Since his decision to remain in Cambridge, Riesman has remained busy as ever. Besides researching academic institutions, he serves on the executive board of the Kennedy School and has taken an active role on President Derek C. Bok's panel on evaluating teaching. In 1984, he served on a national commission working to strengthen university presidential leadership.
Despite his multitude of commitments, Riesman still has time to deliver spot lectures, write recommendations, and advise doctoral students. He sums up his retirement by saying, "My life has changed very little."
Between his weekly lecture, Warburg Professor of Economics Emeritus John Kenneth Galbraith still finds time to write more than ever before. "I spent a lot of time writing before [retirement], and I've spent a lot of time writing since," says the 78-year-old former ambassador to India.

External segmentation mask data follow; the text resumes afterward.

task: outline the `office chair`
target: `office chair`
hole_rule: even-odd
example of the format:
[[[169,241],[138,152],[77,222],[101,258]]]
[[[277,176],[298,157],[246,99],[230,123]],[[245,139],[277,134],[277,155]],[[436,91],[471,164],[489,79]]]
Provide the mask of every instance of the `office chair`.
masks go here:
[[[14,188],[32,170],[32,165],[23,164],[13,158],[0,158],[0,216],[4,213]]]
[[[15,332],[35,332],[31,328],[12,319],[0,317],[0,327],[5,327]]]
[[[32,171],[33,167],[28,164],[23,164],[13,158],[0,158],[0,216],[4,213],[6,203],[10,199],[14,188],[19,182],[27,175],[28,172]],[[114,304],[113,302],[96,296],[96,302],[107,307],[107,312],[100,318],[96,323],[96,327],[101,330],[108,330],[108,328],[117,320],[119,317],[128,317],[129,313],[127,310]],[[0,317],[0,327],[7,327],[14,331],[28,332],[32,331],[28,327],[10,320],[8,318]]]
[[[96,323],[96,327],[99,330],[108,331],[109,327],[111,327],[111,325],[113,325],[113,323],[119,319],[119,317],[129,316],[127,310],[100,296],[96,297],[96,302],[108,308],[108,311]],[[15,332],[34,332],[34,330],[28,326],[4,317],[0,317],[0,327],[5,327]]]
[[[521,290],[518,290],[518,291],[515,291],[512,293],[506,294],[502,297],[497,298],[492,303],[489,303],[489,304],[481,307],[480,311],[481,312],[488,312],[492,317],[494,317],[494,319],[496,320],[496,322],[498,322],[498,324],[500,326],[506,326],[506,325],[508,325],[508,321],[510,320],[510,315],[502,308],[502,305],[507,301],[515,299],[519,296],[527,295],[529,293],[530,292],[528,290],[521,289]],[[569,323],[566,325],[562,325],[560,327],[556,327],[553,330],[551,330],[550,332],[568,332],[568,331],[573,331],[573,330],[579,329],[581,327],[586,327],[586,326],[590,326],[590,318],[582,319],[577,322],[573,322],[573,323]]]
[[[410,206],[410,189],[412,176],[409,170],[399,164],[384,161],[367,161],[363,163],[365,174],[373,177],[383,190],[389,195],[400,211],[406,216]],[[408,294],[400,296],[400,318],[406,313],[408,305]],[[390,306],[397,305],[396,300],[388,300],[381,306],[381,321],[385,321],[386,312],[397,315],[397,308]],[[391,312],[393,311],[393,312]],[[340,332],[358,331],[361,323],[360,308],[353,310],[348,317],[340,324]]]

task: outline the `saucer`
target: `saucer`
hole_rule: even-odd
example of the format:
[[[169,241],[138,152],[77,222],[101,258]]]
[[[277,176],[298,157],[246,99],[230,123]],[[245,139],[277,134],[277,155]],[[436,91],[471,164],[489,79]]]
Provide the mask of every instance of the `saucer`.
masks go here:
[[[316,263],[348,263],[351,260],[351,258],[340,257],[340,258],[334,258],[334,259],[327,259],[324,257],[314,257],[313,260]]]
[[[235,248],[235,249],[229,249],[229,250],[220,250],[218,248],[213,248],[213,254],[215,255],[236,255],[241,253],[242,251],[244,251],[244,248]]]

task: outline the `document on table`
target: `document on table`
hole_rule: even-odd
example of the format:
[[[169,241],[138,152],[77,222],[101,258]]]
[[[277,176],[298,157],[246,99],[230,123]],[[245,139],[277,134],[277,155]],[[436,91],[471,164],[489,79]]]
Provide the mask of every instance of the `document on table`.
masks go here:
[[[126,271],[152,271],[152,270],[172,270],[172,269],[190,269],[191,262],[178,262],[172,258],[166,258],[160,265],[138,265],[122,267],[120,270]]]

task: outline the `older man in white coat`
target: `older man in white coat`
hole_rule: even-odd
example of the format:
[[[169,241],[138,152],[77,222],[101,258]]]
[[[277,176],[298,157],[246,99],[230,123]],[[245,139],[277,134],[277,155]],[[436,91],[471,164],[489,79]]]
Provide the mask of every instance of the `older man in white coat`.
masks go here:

During the past twelve years he has written numerous books and narrated a 13-program British Broadcasting Company series based on his book "The Age of Uncertainty," which took three-and-a-half years to produce.
Recently, Galbraith's economic views have scared investors across the country. In the January issue of "The Atlantic Monthly," the famed ecomomics expert wrote an article drawing disturbing parallels between the 1929 bull market and today's roaring stock exchange. The links include the emergence of speculators, the creation of new financial vehicles that rely heavily on debt, and the hero worship of Wall St. financiers.
Retirement Ain't So Bad
Although most of the professors retired on their own accord, none would have done so without continued access to their offices and Harvard facilities.
"The key to a fair and rewarding outcome is the offering of an opportunity to retired professors to continue research and writing," says Freund, who has a large office just to the left of the entrance on the ground floor of Langdell Hall. From this room cluttered with tons of law papers, magazines, and books, Freund has a ground-level view of Holmes Field.
"The privilege of retaining one's office and access to research facilities makes all the difference," he says.